Australasian microtektites: Impactor identification using Cr, Co and Ni ratios

1L. Folco, 2B.P. Glass, 1M. D’Orazio, 3P. Rochette,
Geochimica et Cosmochimica Acta (in Press) Link to Article [https://doi.org/10.1016/j.gca.2017.11.017]
1Dipartimento di Scienze della Terra, Università di Pisa, Via S. Maria 53, 56126 Pisa, Italy
2Department of Geosciences, University of Delaware 19716, USA
3CEREGE, Aix-Marseille Université CNRS, France
Copyright Elsevier

Impactor identification is one of the challenges of large-scale impact cratering studies due to the dilution of meteoritic material in impactites (typically < 1 wt%). The nature of the impactor that generated the Australasian tektite/microtektite strewn field, i.e., the largest Cenozoic strewn field (∼15% of the Earth’s surface), the youngest (∼0.78 Myr old) on Earth, and the only one without an associated impact crater so far, is an outstanding issue. We identify a chondritic impactor signature in 77 Australasian microtektites (size range: ∼200 to 700 µm) from within 3000 km from the hypothetical impact location in Indochina (∼17°N, 107°E) based on variations of Cr, Co and Ni interelement ratios in a Co/Ni vs Cr/Ni space (46 microtektites analyzed in this work by Laser Ablation-Inductively Coupled Plasma -Mass Spectrometry and 31 from literature by means of Instrumental Neutron Activation Analyses with Cr, Co and Ni concentrations up to ∼370, 50 and 680 µg/g, respectively). Despite substantial overlap in Cr/Ni versus Co/Ni composition for several meteorite types with chondritic composition (chondrites and primitive achondrites), regression calculation based on ∼85% of the studied microtektites best fit a mixing line between crustal compositions and an LL chondrite.

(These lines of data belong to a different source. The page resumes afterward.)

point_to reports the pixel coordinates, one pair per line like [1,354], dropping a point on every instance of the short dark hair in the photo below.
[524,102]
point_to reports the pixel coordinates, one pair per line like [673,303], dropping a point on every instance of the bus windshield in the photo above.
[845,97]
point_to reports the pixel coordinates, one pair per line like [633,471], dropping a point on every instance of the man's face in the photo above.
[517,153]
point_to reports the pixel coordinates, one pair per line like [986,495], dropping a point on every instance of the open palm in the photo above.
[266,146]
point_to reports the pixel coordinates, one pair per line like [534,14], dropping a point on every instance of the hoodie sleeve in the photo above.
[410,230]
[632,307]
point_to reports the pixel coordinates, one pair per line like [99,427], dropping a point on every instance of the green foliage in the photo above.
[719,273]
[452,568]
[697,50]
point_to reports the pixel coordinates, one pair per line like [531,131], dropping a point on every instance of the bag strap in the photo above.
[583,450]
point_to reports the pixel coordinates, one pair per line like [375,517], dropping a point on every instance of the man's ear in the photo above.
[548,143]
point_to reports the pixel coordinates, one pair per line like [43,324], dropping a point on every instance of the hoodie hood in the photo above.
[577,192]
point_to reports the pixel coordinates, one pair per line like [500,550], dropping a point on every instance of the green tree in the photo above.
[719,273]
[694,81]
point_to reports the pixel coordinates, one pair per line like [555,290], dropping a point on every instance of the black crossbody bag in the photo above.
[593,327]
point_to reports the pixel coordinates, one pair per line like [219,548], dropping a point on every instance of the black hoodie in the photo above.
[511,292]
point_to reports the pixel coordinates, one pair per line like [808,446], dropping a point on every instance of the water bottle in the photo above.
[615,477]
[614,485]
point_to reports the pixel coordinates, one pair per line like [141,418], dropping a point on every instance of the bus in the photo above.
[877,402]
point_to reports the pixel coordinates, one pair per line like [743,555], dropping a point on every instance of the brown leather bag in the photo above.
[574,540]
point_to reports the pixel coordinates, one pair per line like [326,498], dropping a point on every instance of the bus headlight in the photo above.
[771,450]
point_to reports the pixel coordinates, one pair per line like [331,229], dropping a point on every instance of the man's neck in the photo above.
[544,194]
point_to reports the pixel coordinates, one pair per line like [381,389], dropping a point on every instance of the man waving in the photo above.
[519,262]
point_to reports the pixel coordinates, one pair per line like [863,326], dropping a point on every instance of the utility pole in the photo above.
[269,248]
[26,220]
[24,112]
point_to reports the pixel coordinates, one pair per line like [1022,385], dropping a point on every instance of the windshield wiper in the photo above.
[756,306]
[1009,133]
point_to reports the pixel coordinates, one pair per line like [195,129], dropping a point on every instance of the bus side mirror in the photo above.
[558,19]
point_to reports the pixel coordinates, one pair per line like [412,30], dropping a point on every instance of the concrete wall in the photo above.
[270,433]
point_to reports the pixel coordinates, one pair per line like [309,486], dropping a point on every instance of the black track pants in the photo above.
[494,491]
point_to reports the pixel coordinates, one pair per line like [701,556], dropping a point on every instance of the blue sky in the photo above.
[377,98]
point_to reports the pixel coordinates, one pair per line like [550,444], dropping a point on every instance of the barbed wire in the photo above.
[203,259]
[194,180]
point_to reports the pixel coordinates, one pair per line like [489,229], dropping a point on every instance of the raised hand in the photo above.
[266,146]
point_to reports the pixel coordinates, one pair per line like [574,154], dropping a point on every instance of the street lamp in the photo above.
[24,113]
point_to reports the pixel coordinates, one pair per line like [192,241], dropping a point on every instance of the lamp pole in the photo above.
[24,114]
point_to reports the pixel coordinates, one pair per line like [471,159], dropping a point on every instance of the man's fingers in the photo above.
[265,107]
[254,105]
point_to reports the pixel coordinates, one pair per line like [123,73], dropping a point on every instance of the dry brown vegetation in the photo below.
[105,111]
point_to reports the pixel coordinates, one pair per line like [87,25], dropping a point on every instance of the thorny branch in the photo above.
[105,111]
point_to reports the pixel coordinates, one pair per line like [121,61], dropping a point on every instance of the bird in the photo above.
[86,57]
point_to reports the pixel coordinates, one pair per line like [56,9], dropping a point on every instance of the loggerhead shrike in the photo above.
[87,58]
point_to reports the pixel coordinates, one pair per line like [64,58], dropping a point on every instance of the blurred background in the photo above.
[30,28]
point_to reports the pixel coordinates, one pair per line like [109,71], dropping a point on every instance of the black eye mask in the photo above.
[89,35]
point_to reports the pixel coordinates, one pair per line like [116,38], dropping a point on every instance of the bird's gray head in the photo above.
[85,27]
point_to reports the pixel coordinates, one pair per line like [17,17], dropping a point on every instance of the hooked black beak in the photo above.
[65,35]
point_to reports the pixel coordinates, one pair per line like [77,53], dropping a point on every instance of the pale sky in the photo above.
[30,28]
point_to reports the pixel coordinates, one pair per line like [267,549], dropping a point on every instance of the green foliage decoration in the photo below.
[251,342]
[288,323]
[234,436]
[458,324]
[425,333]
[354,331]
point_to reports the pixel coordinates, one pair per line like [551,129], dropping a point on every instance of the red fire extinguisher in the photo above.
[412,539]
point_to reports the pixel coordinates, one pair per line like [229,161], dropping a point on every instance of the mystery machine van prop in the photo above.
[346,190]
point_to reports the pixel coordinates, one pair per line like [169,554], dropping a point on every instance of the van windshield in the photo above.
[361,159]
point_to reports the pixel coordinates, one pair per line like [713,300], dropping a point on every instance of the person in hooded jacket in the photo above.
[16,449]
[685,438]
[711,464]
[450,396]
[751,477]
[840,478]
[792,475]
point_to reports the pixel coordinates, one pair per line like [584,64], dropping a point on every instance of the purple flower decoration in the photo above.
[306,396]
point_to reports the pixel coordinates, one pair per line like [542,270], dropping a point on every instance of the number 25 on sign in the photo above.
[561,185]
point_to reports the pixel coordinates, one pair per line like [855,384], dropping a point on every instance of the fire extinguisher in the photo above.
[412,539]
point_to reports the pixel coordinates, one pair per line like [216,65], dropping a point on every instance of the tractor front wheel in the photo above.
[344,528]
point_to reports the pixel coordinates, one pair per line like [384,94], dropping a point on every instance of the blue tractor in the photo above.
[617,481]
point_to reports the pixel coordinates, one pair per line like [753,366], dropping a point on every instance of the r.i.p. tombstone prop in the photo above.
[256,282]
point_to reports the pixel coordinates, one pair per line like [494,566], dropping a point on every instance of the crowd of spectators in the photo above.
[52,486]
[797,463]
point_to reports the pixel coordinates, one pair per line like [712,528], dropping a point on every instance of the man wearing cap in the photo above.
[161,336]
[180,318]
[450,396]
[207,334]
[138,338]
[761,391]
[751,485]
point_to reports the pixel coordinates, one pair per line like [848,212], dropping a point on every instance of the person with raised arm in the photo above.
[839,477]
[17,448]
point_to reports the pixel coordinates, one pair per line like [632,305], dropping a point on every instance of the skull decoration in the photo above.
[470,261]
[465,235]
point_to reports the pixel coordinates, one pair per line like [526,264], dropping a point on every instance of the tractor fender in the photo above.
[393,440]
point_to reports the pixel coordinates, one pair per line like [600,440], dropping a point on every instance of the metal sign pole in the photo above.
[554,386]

However, due to some scatter mainly in the Cr versus Ni ratios in the considered dataset, an LL chondrite may not be the best fit to the data amongst impactors of primitive compositions. Eight high Ni/Cr and five low Ni/Cr outlier microtektites (∼15% in total) deviate from the above mixing trend, perhaps resulting from incomplete homogenization of heterogeneous impactor and target precursor materials at the microtektite scale, respectively.

Together with previous evidence from the ∼35 Myr old Popigai impact spherules and the ∼1 Myr old Ivory Coast microtektites, our finding suggests that at least three of the five known Cenozoic distal impact ejecta were generated by the impacts of large stony asteroids of chondritic composition, and possibly of ordinary chondritic composition. The impactor signature found in Australasian microtektites documents mixing of target and impactor melts upon impact cratering. This requires target-impactor mixing in both the two competing microtektite formation models in literature proposed for the Australasian: the impact cratering and low-altitude airburst plume models.